Commentary

June 12, 2003 | APPEARED IN THE WATERTOWN (NY) DAILY TIMES AND THE NORWALK (CT) HOUR

Prescription Benefit Tied to Medicare may Deny Payments for Pricier, More Effective Drugs

EST. READ TIME 4 MIN.

Worried about rising expenditures for prescription drugs, many states are employing preferred lists to encourage doctors to prescribe older, lower-priced drugs and forego the latest, more expensive medicines.

If Congress succeeds in passing a Medicare prescription drug benefit this year, the debate over preferred drug lists - now raging in numerous states - is likely to explode onto the national stage.

The lists - also known as formularies - are, whether we like it or not, a form of rationing. Ask any Canadian.

While some state drug benefit managers claim they are saving money by restricting the availability of newer, more expensive drugs, those claims are belied by real-world experience in jurisdictions outside the United States, where governments historically have been much bigger buyers of prescription drugs than in America.

In fact, preferred drug lists in Canada and a number of European nations have been unsuccessful at saving money even though they’ve ruled out many of today’s most effective drugs as too expensive.

One approach - dubbed reference pricing - has had especially negative results in my home province of British Columbia.

Reference pricing implies that all drugs in a therapeutic class - as defined by a government appointed committee - are pretty much all the same. Starting in late 1995, British Columbia stopped fully subsidizing many new, more expensive drugs in favor of older, less expensive ones in five categories that covered cardiovascular diseases, arthritis, and heartburn.

Except for cases where the provincial government gave special permission for the more expensive, restricted drugs, patients had to pay the full difference between the higher and lower priced medicines.

Nevertheless, in the six years from 1996 through 2001, per capita prescription costs in BC’s program rose 30 percent more than in government drug benefit plans in the rest of Canada. At the same time, private pharmaceutical spending increased 18 percent faster in British Columbia.

Unfortunately, some American states are repeating the errors of British Columbia, which probably will result in increased spending on prescription drugs as well as poor health outcomes for patients subject to government-run drug benefit plans.

Under reference pricing, patients usually had to spend more of their own money if they wanted the more expensive drugs. For patients with heart ailments, private spending doubled and, in some cases, quadrupled.

Of course, patients should be the first to pay a share of their drug costs – but isn’t the point of these programs to help those who cannot pay?
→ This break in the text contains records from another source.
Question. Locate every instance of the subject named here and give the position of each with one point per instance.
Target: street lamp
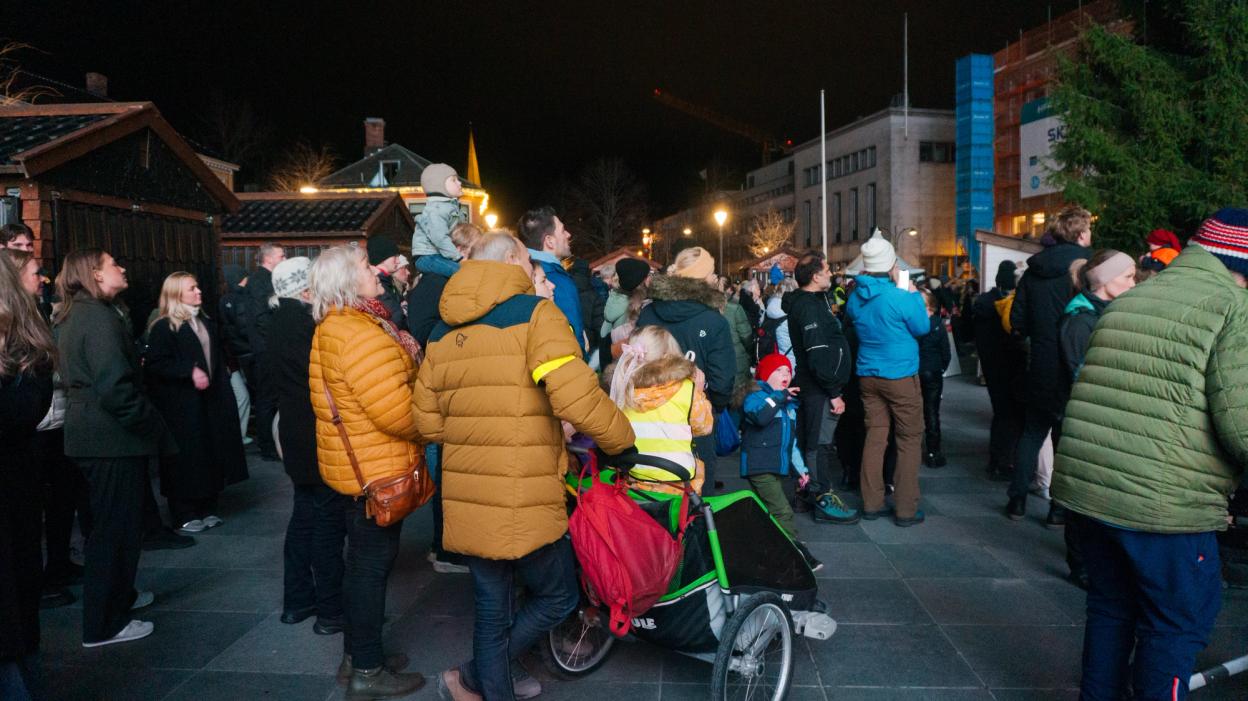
(720, 217)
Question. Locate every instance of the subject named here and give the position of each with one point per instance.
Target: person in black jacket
(934, 358)
(190, 386)
(1002, 361)
(824, 366)
(26, 359)
(317, 530)
(260, 288)
(1042, 293)
(688, 304)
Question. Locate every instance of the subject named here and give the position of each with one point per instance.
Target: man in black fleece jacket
(824, 366)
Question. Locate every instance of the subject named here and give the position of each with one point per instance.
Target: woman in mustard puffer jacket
(367, 364)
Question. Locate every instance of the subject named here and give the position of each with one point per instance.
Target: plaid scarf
(403, 338)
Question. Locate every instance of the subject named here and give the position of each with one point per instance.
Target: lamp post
(720, 217)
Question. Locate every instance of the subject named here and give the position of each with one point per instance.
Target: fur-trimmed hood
(672, 288)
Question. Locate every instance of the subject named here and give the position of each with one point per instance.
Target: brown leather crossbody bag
(391, 499)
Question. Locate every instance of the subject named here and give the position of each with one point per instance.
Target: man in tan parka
(501, 372)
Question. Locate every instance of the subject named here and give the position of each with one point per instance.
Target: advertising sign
(1038, 132)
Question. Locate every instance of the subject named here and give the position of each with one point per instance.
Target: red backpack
(627, 559)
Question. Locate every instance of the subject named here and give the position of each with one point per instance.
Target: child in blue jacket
(769, 443)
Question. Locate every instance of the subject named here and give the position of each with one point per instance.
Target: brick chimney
(97, 84)
(375, 135)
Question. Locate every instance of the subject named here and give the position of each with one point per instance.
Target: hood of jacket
(869, 287)
(478, 287)
(1085, 303)
(775, 308)
(1056, 261)
(679, 298)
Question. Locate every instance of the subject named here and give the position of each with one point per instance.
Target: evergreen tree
(1157, 122)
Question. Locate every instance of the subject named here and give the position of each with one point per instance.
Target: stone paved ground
(966, 606)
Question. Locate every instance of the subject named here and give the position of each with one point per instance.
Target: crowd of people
(489, 351)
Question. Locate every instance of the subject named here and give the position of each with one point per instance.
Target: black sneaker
(165, 539)
(1017, 508)
(1056, 518)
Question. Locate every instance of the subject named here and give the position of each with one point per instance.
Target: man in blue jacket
(549, 243)
(889, 321)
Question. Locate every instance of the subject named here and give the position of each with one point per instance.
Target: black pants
(116, 487)
(1007, 417)
(931, 384)
(371, 551)
(181, 510)
(263, 406)
(1037, 423)
(64, 493)
(313, 550)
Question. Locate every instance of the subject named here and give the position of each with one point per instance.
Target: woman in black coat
(190, 386)
(317, 530)
(26, 358)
Furthermore, the distorting subsidy biased patients against more expensive drugs, which their physicians often judged more effective, and did nothing to manage overuse of less expensive ones.

Furthermore, because it is not true that all medicines in a class are exactly the same, the government had to design a loophole to allow patients who would not respond as well to the older, cheaper drugs to continue to get the newer, more expensive ones.

As well, physicians dislike the program because they have to fax a form to the government to get permission to exempt patients from paying out-of-pocket for the restricted medicines. Un-cooperative doctors can hardly be a good thing for a prescription benefit plan.

Fortunately, patients were not forbidden from paying the difference for the more expensive medicines, which minimized the potentially negative health consequences of the policy.

A case in point: after the government imposed so-called reference pricing for ACE inhibitors - a class of cardiovascular drugs including Vasotec® and Lotensin® - almost half of patients chose to pay the difference and stay on the restricted drugs which their doctors had originally prescribed. A further 30 percent were exempted from paying extra because their doctors received special authority from the government. Less than one fifth switched to a cheaper, older ACE inhibitor.

While British Columbia’s drug benefit plan is a universal entitlement, many seniors earned high enough incomes that they were able to pay the difference and stay on their originally prescribed medicines.

However, drug benefit plans run by American states usually are designed only for poorer residents. What consequences can we expect for those patients who cannot afford to pay the difference for the restricted - especially when their physicians have made a professional judgment that the higher priced medicines are more effective?

In British Columbia, the patients who did not receive the restricted drugs had higher death rates within the first twenty weeks after the government implemented the policy. Furthermore, in the short run, patients who switched ACE inhibitors likely had an increased risk of admission to hospital for surgery related to cardiovascular and other diseases, and revascularization - such as angioplasty and coronary artery bypass grafts.

For cardiovascular patients taking - such as nitroglycerin - reference pricing increased the odds of admission to hospital for revascularization by six to seven times.

This is fiscally irresponsible. If the government is saving some money on prescription drugs, only to have to pay more for very expensive hospital procedures, reference pricing is a sterling case of being penny wise and pound foolish.